Issue 3:- Dividend Yield
Payment of Dividend reduces the price of a share. Dividend paid during the ESOP period is not cumulated for ESOP holders. Therefore, dividend paid before the ESOP is exercised may be reduced while computing ESOP value.
Thus companies are required to estimate the future dividend yield rate (i.e. dividend per share divided by value per share). The company’s historical dividend yield rate can be used to estimate its expected future dividend yield.
Issue 4:- Risk free interest rate
The risk free rate being considered for the calculation is the interest rate applicable for a maturity equal to the expected life of the options based on the zero-coupon yield curve for Government Securities or 10 years government bonds.
ESOP valuation is required for determination of value of perquisite taxable in hands of employees, to comply with applicable provisions of Indian Income Tax Act, 1961 and notification issued by CBDT in this respect.
Notification no. 94/2009 dated 18.12.2009 issued by CBDT, wherein it is provided that for the purpose of clause (vi) of sub-section (2) of section 17, the fair market value of any specified security or sweat equity share, being an equity share in the company not listed at any recognized stock exchange, shall be such value of the share in the company as determined by a merchant banker on the specified date.
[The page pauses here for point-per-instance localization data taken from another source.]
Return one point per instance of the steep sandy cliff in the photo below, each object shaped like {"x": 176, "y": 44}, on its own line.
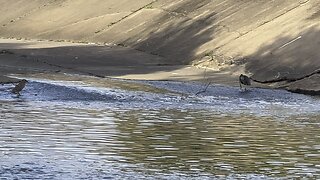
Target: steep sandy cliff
{"x": 274, "y": 40}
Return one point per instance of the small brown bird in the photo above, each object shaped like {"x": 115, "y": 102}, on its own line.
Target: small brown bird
{"x": 244, "y": 80}
{"x": 19, "y": 87}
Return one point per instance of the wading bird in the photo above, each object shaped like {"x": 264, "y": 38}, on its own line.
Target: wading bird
{"x": 244, "y": 80}
{"x": 19, "y": 87}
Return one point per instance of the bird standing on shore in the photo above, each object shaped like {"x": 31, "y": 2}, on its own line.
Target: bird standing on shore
{"x": 19, "y": 87}
{"x": 244, "y": 80}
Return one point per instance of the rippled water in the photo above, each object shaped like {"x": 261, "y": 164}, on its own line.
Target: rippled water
{"x": 69, "y": 127}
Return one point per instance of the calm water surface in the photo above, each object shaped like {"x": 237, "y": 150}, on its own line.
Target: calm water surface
{"x": 66, "y": 127}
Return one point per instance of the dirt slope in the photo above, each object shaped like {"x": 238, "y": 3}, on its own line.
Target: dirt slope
{"x": 274, "y": 40}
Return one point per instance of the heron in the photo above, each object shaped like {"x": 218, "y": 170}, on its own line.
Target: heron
{"x": 19, "y": 87}
{"x": 244, "y": 80}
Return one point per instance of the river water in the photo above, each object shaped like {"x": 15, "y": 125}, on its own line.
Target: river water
{"x": 79, "y": 127}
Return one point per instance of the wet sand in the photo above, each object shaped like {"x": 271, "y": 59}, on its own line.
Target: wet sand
{"x": 31, "y": 56}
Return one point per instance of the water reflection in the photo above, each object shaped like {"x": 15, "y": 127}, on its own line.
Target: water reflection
{"x": 49, "y": 136}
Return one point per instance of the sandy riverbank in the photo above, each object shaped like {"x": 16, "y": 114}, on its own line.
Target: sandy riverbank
{"x": 31, "y": 56}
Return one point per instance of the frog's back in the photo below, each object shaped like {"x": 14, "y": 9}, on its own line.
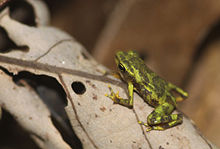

No method prescribed for unlisted companies in India. This also includes shares of companies listed on overseas stock exchange as the overseas exchanges do not qualify as the recognized stock exchanges in India.
ESOP is already emerging as a preferred way of employee compensation due to its numerous benefits, especially for cash deficient and startup companies, it is only natural that more and more companies are adopting it. The compensation expense reduces the EPS of the company and the possibility of excess tax payout by employees may turn the ESOP scheme unattractive. Thus proper planning and valuation of ESOP is inevitable.